Silver broke sharply out of its five-week trading range Friday, closing at $14.28, up 2.7%. RSI has broken its downtrend, and MACD is in the process of breaking its own.

The metal appears to have enough momentum to resume its uptrend with a vengeance and may test last February's high of $14.89 within weeks, possibly before the end of the year.

Silver's leap managed to eclipse gold's jump to $787.50 Friday — a mere 2.14%. Gold's RSI and MACD have also broken their uptrend lines, clearing the way for gold to continue its climb.

Will silver now begin to pull ahead relatively to gold? And will that be a good omen for the longevity of the gold bull?

During the rally since mid-August, silver has on the whole kept pace with gold, though it has underperformed the yellow metal recently. This may change, as RSI for the $SILVER:$GOLD ratio has risen above 50, and MACD appears to be ready to make a bullish crossover.

The implications are mixed. Although if silver begins to outperform gold it will be a cause of cheer for those who believe that is the normal state of affairs during a precious-metal bull, Adam Hamilton's research shows that is a myth. He points out that silver tends to lag gold in the early stages of a bull move and only outperforms it in the final, most speculative stages of the ascent.

This observation can be seen to be borne out by an examination of the rallies that ended in spring 2004 and spring 2006. Silver at first lagged, then overtook gold only in the latter part of each rally to make a significantly higher peak, in percentage terms, at the very end.

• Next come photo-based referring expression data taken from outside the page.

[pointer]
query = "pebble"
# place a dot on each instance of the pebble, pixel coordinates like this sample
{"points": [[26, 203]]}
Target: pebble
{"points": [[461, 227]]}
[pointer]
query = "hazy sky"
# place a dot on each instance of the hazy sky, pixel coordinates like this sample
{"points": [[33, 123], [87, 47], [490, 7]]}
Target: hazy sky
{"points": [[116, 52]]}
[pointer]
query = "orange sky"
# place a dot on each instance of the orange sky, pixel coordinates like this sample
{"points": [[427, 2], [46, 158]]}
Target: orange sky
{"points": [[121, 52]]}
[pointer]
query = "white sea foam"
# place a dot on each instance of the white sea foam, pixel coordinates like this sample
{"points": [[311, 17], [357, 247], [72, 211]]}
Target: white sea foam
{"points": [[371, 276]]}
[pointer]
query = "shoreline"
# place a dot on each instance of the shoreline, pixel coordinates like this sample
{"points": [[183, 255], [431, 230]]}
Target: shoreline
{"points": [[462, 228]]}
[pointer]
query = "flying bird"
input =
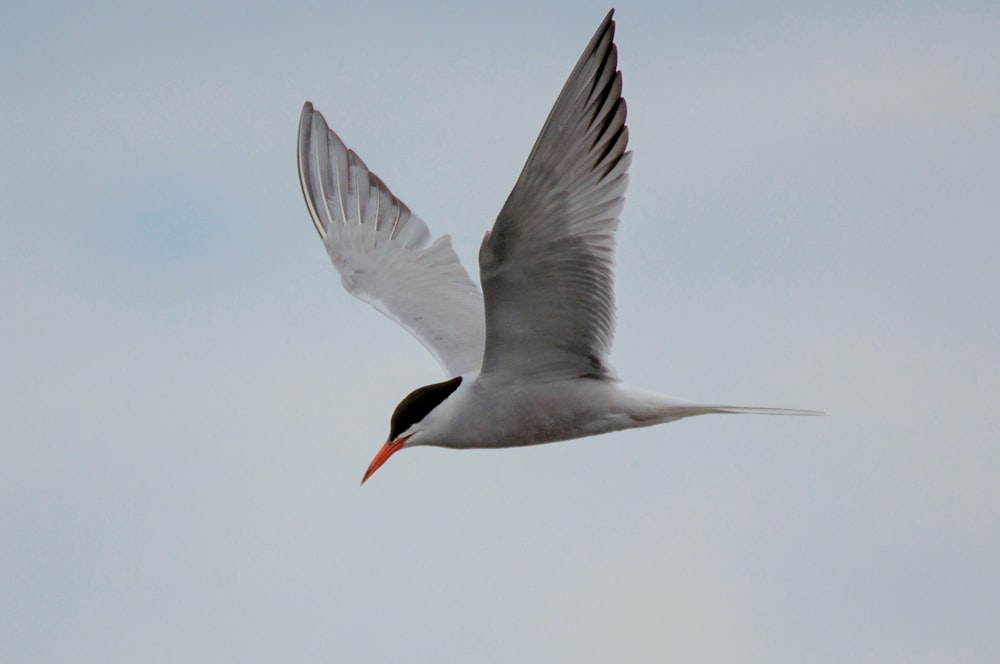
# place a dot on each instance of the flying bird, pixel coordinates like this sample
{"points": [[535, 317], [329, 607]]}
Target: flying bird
{"points": [[527, 357]]}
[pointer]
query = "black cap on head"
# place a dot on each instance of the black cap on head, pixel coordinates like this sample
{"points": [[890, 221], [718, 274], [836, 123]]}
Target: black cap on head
{"points": [[418, 403]]}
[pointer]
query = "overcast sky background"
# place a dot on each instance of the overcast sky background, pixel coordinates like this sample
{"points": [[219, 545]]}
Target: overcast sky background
{"points": [[189, 398]]}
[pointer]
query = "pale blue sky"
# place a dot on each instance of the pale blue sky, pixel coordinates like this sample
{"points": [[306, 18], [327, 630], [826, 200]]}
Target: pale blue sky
{"points": [[190, 398]]}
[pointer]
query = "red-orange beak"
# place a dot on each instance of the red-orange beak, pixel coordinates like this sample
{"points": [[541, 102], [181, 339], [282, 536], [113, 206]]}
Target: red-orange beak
{"points": [[390, 448]]}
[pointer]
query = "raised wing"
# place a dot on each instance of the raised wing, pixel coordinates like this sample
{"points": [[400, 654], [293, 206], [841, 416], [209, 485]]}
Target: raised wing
{"points": [[547, 265], [381, 250]]}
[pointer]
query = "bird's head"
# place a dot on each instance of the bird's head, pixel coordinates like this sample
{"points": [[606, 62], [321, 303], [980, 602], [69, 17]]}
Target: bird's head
{"points": [[407, 421]]}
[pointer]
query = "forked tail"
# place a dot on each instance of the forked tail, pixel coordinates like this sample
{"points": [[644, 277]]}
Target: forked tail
{"points": [[754, 410]]}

In any case, silver has a bright future over the next several years, according to analysts at RBC Capital Markets cited here. They argue that three fundamental factors will support the price:
First, the continued baseline outlook for a weaker US dollar, which would underpin higher precious metals prices in general. Second, fundamentals for silver are seen as remaining positive, with demand increases for industrial and investment segments forecast to more than offset continuing decline in photographic demand. Third, concerns over increased primary silver supply is seen as remaining a few years out, as remain analysts' expectations for increased by-product silver supply resulting from high price levels seen in gold, copper, lead and zinc.